H13F-1183:
Optimization of Modeled Land-Atmosphere Exchanges of Water and Energy in an Isotopically-Enabled Land Surface Model by Bayesian Parameter Calibration
Monday, 15 December 2014
Tony E Wong1, David C Noone2,3 and William Kleiber1, (1)University of Colorado at Boulder, Applied Math, Boulder, CO, United States, (2)Oregon State University, College of Earth, Ocean and Atmospheric Sciences, Corvallis, OR, United States, (3)Cooperative Institute for Research in Environmental Sciences, Boulder, CO, United States
Abstract:
The single largest uncertainty in climate model energy balance is the surface latent heating over tropical land. Furthermore, the partitioning of the total latent heat flux into contributions from surface evaporation and plant transpiration is of great importance, but notoriously poorly constrained. Resolving these issues will require better exploiting information which lies at the interface between observations and advanced modeling tools, both of which are imperfect.

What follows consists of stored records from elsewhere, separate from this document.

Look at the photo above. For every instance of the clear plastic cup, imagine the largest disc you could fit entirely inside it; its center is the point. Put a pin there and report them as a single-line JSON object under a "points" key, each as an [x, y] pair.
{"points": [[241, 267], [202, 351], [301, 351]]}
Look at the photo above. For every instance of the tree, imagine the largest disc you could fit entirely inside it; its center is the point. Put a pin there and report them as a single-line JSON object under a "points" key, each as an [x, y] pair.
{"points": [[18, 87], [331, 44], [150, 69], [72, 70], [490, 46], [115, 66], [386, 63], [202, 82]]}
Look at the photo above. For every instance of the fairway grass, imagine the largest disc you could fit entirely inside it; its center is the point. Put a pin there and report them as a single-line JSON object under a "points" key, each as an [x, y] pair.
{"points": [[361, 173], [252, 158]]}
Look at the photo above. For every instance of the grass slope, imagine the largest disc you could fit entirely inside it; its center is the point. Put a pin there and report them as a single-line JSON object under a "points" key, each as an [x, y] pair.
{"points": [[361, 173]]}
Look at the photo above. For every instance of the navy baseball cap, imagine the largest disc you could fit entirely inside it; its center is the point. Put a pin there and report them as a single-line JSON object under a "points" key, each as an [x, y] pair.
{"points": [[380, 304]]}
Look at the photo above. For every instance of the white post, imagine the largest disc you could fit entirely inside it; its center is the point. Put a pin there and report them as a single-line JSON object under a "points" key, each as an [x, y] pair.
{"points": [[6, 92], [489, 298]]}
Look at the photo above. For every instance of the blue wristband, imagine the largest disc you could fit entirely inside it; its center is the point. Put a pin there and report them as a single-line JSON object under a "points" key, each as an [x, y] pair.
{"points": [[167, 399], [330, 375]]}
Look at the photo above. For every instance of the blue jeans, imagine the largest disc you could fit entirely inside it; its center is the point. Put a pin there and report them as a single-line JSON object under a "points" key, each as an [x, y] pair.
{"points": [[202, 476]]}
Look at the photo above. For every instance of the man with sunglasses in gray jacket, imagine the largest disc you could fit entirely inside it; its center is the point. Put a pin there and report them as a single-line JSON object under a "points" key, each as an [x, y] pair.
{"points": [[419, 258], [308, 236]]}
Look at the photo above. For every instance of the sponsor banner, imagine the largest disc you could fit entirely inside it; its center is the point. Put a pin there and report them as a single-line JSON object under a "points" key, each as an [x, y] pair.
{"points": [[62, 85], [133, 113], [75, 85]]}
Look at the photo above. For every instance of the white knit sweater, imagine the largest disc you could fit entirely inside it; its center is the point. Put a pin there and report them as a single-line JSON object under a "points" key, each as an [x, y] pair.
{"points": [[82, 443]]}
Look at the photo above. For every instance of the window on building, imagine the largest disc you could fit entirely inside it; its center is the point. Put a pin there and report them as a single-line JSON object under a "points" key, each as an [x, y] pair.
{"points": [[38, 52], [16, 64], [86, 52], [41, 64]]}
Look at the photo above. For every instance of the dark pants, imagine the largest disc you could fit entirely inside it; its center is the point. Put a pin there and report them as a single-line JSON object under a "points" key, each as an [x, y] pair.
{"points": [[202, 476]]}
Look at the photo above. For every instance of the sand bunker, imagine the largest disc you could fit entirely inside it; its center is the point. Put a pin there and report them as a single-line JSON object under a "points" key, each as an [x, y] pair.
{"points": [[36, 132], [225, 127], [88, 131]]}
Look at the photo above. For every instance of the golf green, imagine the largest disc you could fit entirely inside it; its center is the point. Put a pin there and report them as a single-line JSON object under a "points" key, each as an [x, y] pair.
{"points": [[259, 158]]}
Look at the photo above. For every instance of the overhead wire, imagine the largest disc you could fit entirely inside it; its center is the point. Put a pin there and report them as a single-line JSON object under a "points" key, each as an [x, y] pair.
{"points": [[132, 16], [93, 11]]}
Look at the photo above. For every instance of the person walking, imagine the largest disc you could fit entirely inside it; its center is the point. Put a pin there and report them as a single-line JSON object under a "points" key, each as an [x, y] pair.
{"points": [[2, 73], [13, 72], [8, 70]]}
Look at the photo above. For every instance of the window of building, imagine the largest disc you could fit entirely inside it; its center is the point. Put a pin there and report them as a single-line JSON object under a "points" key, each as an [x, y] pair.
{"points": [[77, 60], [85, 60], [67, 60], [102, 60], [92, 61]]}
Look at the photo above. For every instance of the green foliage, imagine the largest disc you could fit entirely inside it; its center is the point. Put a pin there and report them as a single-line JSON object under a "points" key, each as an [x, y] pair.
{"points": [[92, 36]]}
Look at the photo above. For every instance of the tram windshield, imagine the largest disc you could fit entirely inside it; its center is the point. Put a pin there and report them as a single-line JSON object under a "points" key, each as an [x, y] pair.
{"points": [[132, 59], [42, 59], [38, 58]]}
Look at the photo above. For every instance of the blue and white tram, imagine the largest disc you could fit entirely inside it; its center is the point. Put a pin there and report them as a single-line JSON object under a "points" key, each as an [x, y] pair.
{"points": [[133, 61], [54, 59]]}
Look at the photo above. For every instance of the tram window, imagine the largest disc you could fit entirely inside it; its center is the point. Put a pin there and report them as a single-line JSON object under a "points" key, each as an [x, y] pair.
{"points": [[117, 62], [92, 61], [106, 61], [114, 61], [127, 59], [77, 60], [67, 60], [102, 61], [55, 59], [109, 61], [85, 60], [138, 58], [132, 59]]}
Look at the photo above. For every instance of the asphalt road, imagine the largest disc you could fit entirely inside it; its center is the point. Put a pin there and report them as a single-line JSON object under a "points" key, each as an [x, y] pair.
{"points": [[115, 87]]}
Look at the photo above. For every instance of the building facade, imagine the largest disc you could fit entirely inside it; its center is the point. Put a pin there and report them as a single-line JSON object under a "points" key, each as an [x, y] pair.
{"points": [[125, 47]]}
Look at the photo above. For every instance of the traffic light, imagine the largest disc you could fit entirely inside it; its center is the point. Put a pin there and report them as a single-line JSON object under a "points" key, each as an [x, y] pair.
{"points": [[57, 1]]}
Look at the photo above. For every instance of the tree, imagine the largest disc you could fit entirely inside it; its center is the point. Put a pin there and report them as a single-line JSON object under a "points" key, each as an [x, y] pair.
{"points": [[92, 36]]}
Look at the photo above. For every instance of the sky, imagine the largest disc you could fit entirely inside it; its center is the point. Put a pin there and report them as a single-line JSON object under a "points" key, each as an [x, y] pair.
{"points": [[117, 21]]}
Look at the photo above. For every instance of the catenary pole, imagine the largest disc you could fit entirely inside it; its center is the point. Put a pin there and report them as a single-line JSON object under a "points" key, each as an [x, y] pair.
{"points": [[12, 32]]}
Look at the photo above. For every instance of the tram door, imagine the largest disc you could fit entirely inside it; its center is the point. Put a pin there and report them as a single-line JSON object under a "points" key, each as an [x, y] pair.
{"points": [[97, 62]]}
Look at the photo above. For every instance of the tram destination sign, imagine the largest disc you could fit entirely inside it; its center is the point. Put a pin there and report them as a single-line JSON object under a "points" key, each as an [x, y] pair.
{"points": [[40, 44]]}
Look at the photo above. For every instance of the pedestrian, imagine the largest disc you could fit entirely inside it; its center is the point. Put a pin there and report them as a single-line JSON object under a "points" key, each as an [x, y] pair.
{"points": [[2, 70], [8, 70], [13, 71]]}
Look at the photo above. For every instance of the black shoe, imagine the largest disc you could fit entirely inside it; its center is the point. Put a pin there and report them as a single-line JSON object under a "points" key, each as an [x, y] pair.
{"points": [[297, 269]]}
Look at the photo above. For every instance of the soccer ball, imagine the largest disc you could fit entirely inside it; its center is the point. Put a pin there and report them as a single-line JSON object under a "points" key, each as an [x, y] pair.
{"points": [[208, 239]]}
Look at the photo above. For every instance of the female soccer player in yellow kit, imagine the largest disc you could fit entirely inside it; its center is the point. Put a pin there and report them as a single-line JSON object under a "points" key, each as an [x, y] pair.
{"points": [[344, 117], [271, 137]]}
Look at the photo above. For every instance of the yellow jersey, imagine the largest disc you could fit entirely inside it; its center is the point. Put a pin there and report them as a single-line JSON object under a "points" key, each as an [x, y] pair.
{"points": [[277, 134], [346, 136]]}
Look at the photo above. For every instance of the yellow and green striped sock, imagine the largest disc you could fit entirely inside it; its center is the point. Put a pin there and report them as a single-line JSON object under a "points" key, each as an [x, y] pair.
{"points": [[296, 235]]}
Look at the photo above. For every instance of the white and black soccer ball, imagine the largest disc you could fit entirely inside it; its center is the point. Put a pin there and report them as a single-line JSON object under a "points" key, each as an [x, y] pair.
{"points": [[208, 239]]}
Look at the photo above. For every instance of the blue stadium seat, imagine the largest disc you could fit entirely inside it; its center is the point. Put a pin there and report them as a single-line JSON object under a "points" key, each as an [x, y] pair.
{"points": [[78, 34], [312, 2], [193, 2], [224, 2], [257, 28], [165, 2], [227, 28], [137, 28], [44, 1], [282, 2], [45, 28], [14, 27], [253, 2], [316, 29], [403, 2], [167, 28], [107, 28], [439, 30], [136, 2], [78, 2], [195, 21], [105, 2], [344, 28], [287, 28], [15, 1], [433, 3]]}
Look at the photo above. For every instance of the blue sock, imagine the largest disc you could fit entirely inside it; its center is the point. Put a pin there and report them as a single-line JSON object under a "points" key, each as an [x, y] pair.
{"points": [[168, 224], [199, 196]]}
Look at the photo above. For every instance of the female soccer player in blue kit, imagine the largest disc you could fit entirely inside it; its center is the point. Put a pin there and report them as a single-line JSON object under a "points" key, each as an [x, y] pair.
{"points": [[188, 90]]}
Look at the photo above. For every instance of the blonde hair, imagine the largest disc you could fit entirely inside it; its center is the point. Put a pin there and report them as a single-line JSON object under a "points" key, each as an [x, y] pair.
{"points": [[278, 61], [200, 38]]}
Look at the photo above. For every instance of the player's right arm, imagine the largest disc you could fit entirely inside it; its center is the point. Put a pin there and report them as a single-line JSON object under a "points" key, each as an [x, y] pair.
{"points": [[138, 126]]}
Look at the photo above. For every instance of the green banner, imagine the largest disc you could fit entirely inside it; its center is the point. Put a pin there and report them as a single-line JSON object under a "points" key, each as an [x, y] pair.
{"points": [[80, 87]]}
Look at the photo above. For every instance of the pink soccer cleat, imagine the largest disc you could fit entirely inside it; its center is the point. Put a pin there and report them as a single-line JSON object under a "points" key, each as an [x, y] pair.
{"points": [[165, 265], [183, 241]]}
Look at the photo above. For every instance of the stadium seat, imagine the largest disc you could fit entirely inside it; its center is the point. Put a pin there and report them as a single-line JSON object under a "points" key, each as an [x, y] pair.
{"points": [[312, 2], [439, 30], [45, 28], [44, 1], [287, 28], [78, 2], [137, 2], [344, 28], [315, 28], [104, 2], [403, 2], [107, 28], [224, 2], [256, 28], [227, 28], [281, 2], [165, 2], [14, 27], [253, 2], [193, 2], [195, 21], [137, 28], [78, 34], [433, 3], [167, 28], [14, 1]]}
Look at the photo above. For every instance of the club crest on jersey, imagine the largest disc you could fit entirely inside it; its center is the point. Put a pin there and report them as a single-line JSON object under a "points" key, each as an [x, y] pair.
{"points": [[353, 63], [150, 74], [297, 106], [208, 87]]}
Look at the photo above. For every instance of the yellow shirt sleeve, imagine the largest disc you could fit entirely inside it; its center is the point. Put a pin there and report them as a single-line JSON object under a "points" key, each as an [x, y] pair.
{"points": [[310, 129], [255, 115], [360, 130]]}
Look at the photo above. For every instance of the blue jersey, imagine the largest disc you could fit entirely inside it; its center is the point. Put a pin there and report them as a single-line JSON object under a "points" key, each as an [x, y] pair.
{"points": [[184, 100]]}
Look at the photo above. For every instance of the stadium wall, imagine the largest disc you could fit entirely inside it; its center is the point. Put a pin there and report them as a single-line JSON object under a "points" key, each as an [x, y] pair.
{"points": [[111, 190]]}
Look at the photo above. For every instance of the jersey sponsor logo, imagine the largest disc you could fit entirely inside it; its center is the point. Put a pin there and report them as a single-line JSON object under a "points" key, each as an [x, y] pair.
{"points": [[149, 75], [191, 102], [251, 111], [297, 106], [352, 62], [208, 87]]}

There are remarkably few observations which can constrain these fluxes, placing strict requirements on developing statistical methods to maximize the use of limited information to best improve models. Previous work has demonstrated the power of incorporating stable water isotopes into land surface models for further constraining ecosystem processes. We present results from a stable water isotopically-enabled land surface model (iCLM4), including model experiments partitioning the latent heat flux into contributions from plant transpiration and surface evaporation. It is shown that the partitioning results are sensitive to the parameterization of kinetic fractionation used. We discuss and demonstrate an approach to calibrating select model parameters to observational data in a Bayesian estimation framework, requiring Markov Chain Monte Carlo sampling of the posterior distribution, which is shown to constrain uncertain parameters as well as inform relevant values for operational use. Finally, we discuss the application of the estimation scheme to iCLM4, including entropy as a measure of information content and specific challenges which arise in calibration models with a large number of parameters.